Closed za158 closed 1 year ago
@za158 Rebecca and I just chatted. We can pull NAICS code off Refinitiv, but we'd have to do that one company at a time, and the question is is that propriety data. So the best option is probably just pulling GICS code from the Wikipedia page. For the ones that are not longer on the list this year, we can search for them separately.
For Fortune 500, you'd need to subscribe to their site. It was a dollar when I did it. Once you see the full list and their methodology, you can decide whether you want someone to click on each company and extract their industry.
Wow, there's really no other way? Don't we have Refinitiv API access? (I may be woefully out of date)
At a minimum, the Open PermID API has economic sector info and is CC-licensed. Maybe we should just use that.
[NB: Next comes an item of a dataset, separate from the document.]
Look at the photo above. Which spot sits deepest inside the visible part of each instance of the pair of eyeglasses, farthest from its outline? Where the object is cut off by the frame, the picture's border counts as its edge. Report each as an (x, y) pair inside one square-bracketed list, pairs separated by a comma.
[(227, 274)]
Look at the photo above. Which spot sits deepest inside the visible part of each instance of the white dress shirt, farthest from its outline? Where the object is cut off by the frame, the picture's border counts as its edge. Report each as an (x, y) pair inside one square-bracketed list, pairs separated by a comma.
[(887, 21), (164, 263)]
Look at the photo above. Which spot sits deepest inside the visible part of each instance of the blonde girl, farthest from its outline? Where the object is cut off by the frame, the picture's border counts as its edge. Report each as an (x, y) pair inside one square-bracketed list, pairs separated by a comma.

I'd rather avoid trying to smush S&P 500 GICS together with whatever Fortune did.
Duplicate of #120
General requirement - as many PARAT v2 companies as is feasible, including at a minimum all S&P 500/Global 500 companies, should have at least one associated high-level economic sector, such as healthcare, IT, manufacturing, etc. If possible we should avoid making judgments ourselves, rather just pull data from someone who has already done the sorting.
As for exactly how to do this, I think I would defer to @rggelles and @ngorluong, especially since I no longer have refinitiv access. The most obvious thing to try would be to pull what Refinitiv has for these companies via PermID - I assume at a minimum they will have NAICS/SIC for all publicly traded companies.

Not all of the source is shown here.